Let’s be honest. I love all 4 of my children, but one in particular, though all of them at some point, was a compacting crusher machine who regularly turned toys into pancake messes. (In all fairness, my mother told me over and over that I was THAT child.) So my wife and I were always on the hunt for toys that were nearly indestructible. And now with 6 wonderful grandchildren, who are my descendants complete with some of my tendencies, the indestructible toy search continues.
Before daughter #4’s wedding I wanted to make a small outside play area for my 6 grandchildren ages 6 to 1. A few of which have clearly inherited the compacting crusher gene. So before they arrived I set up a play area complete with log blocks created just for this occasion. I am happy to report not one single block fell victim to compacting crusher syndrome. They all survived and were a big hit. (With both the boys and girls!)

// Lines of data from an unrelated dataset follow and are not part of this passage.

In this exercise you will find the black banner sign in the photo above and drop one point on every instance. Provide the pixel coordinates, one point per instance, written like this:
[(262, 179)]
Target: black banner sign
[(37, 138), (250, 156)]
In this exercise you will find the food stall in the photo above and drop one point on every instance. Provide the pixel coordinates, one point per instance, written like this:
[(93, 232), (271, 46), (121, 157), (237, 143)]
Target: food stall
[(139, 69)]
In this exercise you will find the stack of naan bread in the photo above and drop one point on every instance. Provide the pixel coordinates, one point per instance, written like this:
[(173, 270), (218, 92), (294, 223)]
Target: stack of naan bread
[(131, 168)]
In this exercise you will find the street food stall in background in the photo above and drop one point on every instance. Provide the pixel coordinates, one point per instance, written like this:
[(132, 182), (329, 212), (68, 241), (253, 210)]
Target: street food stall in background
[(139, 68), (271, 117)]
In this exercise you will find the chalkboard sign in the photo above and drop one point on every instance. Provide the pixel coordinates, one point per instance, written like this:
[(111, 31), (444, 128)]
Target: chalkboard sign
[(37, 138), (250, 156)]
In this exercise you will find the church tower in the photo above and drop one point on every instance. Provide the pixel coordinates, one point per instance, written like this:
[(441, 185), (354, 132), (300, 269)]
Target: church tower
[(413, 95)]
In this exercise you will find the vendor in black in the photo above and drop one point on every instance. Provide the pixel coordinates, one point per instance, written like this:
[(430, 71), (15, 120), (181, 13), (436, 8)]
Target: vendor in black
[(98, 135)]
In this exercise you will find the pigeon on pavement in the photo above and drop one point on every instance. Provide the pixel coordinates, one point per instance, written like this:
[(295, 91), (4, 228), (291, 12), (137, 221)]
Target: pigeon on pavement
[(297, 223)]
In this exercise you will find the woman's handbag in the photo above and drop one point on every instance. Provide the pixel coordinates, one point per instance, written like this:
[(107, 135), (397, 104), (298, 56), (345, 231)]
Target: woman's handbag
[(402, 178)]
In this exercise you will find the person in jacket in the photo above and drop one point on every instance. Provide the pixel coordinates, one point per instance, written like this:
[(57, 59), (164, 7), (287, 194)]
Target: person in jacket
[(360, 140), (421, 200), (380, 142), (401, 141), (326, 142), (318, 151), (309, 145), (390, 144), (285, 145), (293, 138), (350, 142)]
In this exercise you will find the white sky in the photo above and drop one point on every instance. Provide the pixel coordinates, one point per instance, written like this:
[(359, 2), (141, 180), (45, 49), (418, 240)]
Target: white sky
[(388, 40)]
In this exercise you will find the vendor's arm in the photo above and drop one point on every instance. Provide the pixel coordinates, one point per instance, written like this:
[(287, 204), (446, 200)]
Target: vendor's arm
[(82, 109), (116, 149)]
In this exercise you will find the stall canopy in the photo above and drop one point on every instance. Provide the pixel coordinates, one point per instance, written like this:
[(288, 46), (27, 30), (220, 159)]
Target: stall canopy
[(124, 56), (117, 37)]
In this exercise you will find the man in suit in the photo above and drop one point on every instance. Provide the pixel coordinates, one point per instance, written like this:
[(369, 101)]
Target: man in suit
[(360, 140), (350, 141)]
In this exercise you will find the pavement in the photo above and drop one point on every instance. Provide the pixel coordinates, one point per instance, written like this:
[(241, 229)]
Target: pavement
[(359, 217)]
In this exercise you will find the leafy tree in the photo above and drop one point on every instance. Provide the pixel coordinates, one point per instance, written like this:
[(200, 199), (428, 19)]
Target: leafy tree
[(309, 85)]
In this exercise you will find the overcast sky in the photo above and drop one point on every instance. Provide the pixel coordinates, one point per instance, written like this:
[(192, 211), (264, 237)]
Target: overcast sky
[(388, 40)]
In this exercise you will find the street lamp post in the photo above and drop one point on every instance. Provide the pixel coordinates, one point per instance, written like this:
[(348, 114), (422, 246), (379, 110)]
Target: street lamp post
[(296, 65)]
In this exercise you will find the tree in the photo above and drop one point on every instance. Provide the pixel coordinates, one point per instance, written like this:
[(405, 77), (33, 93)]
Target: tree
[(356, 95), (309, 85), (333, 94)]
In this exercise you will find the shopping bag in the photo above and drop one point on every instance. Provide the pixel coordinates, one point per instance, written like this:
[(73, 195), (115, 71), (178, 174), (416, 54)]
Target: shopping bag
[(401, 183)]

Typical of blocks, you can see that the older the child, the more sophisticated the play. My 5 year old grandson added some firewood he found nearby and the bucket we used to hold the blocks. He even made a “drum” with the blocks and the bucket lid. My one year old grandson loved to play “boomy” and knock down the towers he built. Smacking them down, stepping on them, running over them – there were no fears of destroying or ruining an expensive toy! Because these were free to make.

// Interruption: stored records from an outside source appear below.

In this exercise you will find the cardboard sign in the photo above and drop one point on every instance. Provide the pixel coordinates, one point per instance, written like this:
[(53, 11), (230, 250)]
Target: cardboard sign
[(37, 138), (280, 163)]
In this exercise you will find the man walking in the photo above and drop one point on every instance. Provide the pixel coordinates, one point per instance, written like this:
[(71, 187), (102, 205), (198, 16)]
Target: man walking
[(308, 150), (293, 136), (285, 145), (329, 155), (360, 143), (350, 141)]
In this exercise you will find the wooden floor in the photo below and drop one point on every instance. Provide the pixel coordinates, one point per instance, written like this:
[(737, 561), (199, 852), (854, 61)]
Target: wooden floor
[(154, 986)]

I wish I could say this was a hard and complicated project. But it was not. I simply found some branches that I felt the diameters were a size my grandchildren could hold in their hand. I then made a series of “logs” between two and six inches long, being as careful as I could to make the cuts perpendicular to the branch so they could stack well. Then threw the blocks into a bucket. Really, it was that simple. I suppose if you really wanted you can get one year seasoned hardwood, cut it perfectly, sand then apply varnish or stain. But then if you want to go through all that trouble to make them look beautiful, I suspect you don’t have a crushing compactor for a child.
So if you have a sensory monster who regularly resembles a compacting crusher, give these blocks a try!